百年以前,妖王被女承母业的浮娆伶给吓跑了,鬼族趁虚而入,也想拉动他们一起反抗神族“暴政”,不过一日,消息传到灵界,浮娆伶孤身一人前来,心狠手辣地斩杀了大半妖族,将他们剩下的族人流放到这极北之地,就是为了警告和将戈墨逼回来……

小姑娘做法虽然偏激,却也算是痴心一片了……

狼长老搓了搓手掌,觉得极北之地的苦寒天气也不是那么难熬,自然不可能同意白璟思的条件,也用当年之事警告过族内所有人。

只要经历过的老人,都会将那件事代代相传,他们本着对神族敬畏到骨子里,怎么敢生出一丁点不忠的念头呢?

浮娆伶来也匆匆去也匆匆,几乎用了眨眼的时间,就回到了神族。

接近凰女选拔赛的日子,灵界到处张灯结彩,活像是自己家要娶媳妇嫁人一般,浮庭钰见不惯这场,日日看书养心实则日日神游,恨不得能插上一双翅膀飞到顾朝暮,黏黏糊糊的缠她一辈子。

可惜有些事人并不能做主。

为此,他就同小儿学算术一样,每天掰着手指头数日子,好像一个穷困潦倒的守财奴日日守着巴掌多的大子,越数越少,越数越少……他恨不得能将一天时间分做两份,甚至是无数份。

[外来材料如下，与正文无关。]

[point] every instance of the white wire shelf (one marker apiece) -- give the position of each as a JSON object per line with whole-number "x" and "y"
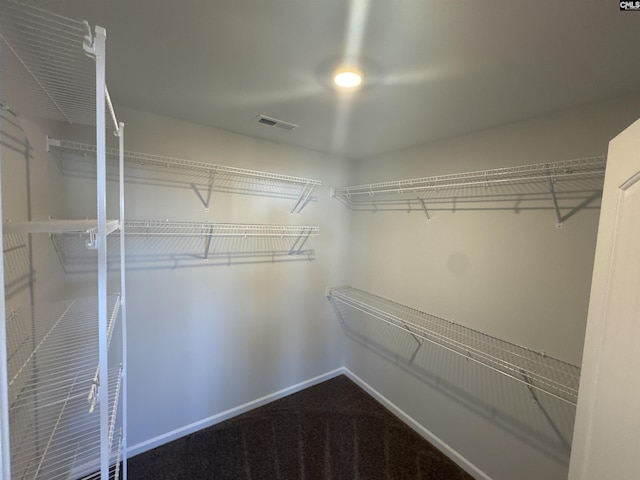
{"x": 204, "y": 178}
{"x": 150, "y": 228}
{"x": 85, "y": 228}
{"x": 565, "y": 186}
{"x": 64, "y": 440}
{"x": 50, "y": 385}
{"x": 50, "y": 64}
{"x": 536, "y": 370}
{"x": 158, "y": 244}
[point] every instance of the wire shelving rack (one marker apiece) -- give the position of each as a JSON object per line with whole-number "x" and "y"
{"x": 565, "y": 186}
{"x": 157, "y": 244}
{"x": 56, "y": 374}
{"x": 536, "y": 370}
{"x": 202, "y": 177}
{"x": 56, "y": 383}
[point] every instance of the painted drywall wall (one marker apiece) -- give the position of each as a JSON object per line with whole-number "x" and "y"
{"x": 208, "y": 337}
{"x": 510, "y": 274}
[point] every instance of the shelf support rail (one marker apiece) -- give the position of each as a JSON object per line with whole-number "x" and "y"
{"x": 207, "y": 243}
{"x": 5, "y": 451}
{"x": 302, "y": 239}
{"x": 101, "y": 203}
{"x": 305, "y": 193}
{"x": 552, "y": 190}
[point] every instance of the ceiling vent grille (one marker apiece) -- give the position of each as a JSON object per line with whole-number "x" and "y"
{"x": 274, "y": 122}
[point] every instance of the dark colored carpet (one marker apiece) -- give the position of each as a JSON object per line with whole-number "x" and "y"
{"x": 331, "y": 431}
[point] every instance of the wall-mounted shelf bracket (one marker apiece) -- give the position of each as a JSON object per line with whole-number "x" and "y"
{"x": 424, "y": 207}
{"x": 554, "y": 197}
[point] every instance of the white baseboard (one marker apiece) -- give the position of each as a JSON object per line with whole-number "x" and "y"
{"x": 232, "y": 412}
{"x": 461, "y": 461}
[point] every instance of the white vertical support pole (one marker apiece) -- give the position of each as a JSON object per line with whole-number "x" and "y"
{"x": 5, "y": 453}
{"x": 123, "y": 303}
{"x": 101, "y": 176}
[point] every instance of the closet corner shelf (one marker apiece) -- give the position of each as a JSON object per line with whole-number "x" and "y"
{"x": 536, "y": 370}
{"x": 203, "y": 177}
{"x": 52, "y": 58}
{"x": 566, "y": 184}
{"x": 64, "y": 360}
{"x": 61, "y": 227}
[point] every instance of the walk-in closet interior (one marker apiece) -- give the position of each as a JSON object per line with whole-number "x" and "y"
{"x": 196, "y": 222}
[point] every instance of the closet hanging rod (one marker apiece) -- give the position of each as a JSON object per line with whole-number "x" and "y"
{"x": 143, "y": 159}
{"x": 536, "y": 370}
{"x": 203, "y": 229}
{"x": 51, "y": 62}
{"x": 589, "y": 166}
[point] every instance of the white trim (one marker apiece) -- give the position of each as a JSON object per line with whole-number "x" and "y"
{"x": 227, "y": 414}
{"x": 454, "y": 455}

浮娆伶看着,后知后觉反应过来,这么多年她就好像哥哥一样,守着捉襟见肘屈指可数的记忆,巴不得时间过得再慢些。

她头一次没有笑浮庭钰是个被情爱折磨得痴呆的傻子。

距离凰女选拔赛正式开始第十天,妖族终于向三千位面发表了公开声明——妖族永生永世,都不会与鬼族同流合污。